Note: This step might take a while. Again, set multithread to FALSE if using Windows OS.

# Learn the Error Rates
errF <- learnErrors(filtFs, multithread = FALSE)
errR <- learnErrors(filtRs, multithread = FALSE)

After learning the error rates, it is possible to do a sanity check on the model:

plotErrors(errF, nominalQ = TRUE)
plotErrors(errR, nominalQ = TRUE)

Dereplication and inference of ASVs

To reduce computational effort, the user may add a dereplication step:

derepFs <- derepFastq(filtFs, verbose = TRUE)
names(derepFs) <- sample.namesF
derepRs <- derepFastq(filtRs, verbose = TRUE)
names(derepRs) <- sample.namesR

Based on error rates model, DADA will identify unique sequences:

# Identify unique sequences
dadaFs <- dada(derepFs, err = errF, multithread = FALSE)
dadaRs <- dada(derepRs, err = errR, multithread = FALSE)

Next, DADA2 will merge the forward and reverse reads. If after this step you lost a significant amount of reads, check the trimming parameters (see Filter and trim reads section). Consider that you need at least 12 bp of merge between forward and reverse reads (by default). We do not recommend changing the default overlap.

# Merge paired reads
mergers <- mergePairs(dadaFs, filtFs, dadaRs, filtRs, verbose = TRUE)

Construct an abundance table:

# Construct sequence table
seqtab <- makeSequenceTable(mergers)

Verify length of reads:

table(nchar(getSequences(seqtab)))
hist(nchar(getSequences(seqtab)), main = "Distribution of Sequence lengths")

Remove chimeric sequences

To remove chimeric sequences:

# Remove chimeras
seqtab.nochim <- removeBimeraDenovo(seqtab, method = "consensus", multithread = FALSE, verbose = TRUE)

# Check percentage of non-chimeric sequences
sum(seqtab.nochim)/sum(seqtab)

Summary track reads

Then we can track the number of reads after each step:

# Track reads through the pipeline
getN <- function(x) sum(getUniques(x))
track <- cbind(out, sapply(dadaFs, getN), sapply(dadaRs, getN), sapply(mergers, getN), rowSums(seqtab.nochim))
# If processing a single sample, remove the sapply calls: e.g. replace sapply(dadaFs, getN) with getN(dadaFs)

colnames(track) <- c("Input reads", "Filtered reads", "Denoised Fw reads", "Denoised Rv reads", "Merged reads", "Non-chimeric reads")
rownames(track) <- sample.namesF ## sample.namesF is just to indicate the sample ID
rownames(track) <- gsub("-16S_S1_L001_R1_001", "", rownames(track)) # Change according to your sample names
head(track)

# Save summary table
write.csv(track, file = './results/Summary_table.csv')

Save ASV table

At this stage, you can save the ASV table for later use:

# Change object name
ASV_table <- seqtab.nochim

# Create .csv file
write.table(ASV_table, file='./results/ASV_table.tsv', quote = FALSE, sep = '\t', col.names = NA)

Rarefaction curves

After saving the ASV table, you can assess sequencing depth across samples by generating rarefaction curves.

# Load ASV table (from DADA2 output)
# The ASV.table is a TSV file where samples are rows and ASV sequences are columns
ASV_rarefaction <- read.delim("./results/ASV_table.tsv", header = TRUE, row.names = 1, sep = "\t", check.names = FALSE)

# Replace NA's with 0
ASV_rarefaction[is.na(ASV_rarefaction)] <- 0

# Ensure all entries are numeric (in case they were read as characters)
ASV_rarefaction <- apply(ASV_rarefaction, 2, as.numeric)
rownames(ASV_rarefaction) <- rownames(read.delim("./results/ASV_table.tsv", header = TRUE, sep = "\t", check.names = FALSE, row.names = 1))

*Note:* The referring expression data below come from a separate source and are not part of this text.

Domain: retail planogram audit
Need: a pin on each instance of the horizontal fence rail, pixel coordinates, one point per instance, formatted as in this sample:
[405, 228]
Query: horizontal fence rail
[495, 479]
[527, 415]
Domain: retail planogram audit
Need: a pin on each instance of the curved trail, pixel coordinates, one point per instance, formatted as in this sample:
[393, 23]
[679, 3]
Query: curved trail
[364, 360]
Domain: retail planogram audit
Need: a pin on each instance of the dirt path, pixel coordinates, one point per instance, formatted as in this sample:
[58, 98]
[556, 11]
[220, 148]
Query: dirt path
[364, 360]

# Replace sample names to shorter version
rownames(ASV_rarefaction) <- str_remove(rownames(ASV_rarefaction), "-16S_S1_L001_R1_001")

# Rarefaction curve
rarecurve(
  ASV_rarefaction,
  step = 500,
  xlab = "Sequencing depth",
  ylab = "Number of ASVs"
)

Rarefaction curve example

Export reads to a FASTA file

Generally, it is useful to have the final unique sequences in a FASTA file. We are going to use this file later for BLASTN.

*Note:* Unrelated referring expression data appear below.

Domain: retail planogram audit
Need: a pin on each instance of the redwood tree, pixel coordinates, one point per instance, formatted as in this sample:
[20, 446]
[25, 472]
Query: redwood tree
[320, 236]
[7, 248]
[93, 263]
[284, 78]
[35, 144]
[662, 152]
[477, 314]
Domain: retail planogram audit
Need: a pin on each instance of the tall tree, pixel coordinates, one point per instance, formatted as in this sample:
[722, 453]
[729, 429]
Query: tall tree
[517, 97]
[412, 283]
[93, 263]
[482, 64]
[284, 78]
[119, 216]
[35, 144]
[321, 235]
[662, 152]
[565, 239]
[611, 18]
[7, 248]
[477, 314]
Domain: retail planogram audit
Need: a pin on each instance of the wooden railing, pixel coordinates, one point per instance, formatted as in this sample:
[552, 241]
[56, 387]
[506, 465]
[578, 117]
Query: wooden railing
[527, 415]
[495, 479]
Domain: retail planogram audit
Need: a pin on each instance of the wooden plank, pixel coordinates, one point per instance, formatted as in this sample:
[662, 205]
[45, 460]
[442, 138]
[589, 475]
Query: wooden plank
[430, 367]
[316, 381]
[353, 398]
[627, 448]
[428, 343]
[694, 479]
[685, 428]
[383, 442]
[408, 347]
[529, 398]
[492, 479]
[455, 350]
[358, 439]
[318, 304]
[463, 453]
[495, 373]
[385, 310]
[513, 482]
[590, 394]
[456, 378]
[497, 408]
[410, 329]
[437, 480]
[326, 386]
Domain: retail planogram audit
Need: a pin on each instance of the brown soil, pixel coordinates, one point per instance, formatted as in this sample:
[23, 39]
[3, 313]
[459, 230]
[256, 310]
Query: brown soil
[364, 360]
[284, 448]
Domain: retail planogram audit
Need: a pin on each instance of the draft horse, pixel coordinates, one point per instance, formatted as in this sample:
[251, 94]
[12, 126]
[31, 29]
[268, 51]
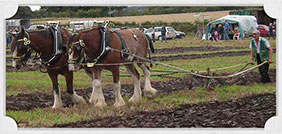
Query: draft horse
[91, 41]
[42, 42]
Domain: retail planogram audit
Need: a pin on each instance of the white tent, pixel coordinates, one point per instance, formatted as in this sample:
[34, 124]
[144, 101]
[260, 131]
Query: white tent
[246, 24]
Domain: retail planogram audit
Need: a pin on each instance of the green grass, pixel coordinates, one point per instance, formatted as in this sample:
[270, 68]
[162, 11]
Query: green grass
[200, 52]
[190, 41]
[44, 117]
[28, 82]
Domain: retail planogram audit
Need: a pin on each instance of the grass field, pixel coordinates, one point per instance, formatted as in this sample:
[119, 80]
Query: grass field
[28, 82]
[183, 17]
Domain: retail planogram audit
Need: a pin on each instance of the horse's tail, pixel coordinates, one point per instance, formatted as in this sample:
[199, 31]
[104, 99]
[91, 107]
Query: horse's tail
[150, 43]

In this step, it is important to keep track of the position of the ASVs, so that we can connect the taxonomy obtained with NCBI and the abundance table.

# Load ASV table
# ASV_table <- read.table("./results/ASV_table.tsv") ## optional: to load the abundance table previously made

# Make data frame with unique ASVs ID and Sequence
ASVs.df <- ASV_table %>% 
    colnames() %>% 
    as.data.frame() %>% 
    rename(Sequence = ".") %>% 
    distinct() %>% 
    {n <- nrow(.)
    mutate(., ASV = paste0("ASV_", sprintf(paste0("%0", nchar(n), "d"), row_number()))) 
    } %>%
    arrange(ASV)

# Make FASTA file 
write.fasta(sequences = as.list(ASVs.df$Sequence), 
            names = ASVs.df$ASV, 
            "./results/ASV.fasta",
            as.string = TRUE)

Assign taxonomy

To assign taxonomy, we follow these steps:

BLASTN against the nucleotide (nt) database from NCBI (https://ftp.ncbi.nlm.nih.gov/blast/db/).
Filter the best hits based on multiple parameters (see below).
Solve ties within genus and family level (Lowest Common Ancestor approach).

Run BLASTN against NCBI

To run blastn (Camacha et al., 2009; Altschul et al., 1990) against the nucleotide database of NCBI (Benson et al., 2013), we use the BLAST Command Line Tool.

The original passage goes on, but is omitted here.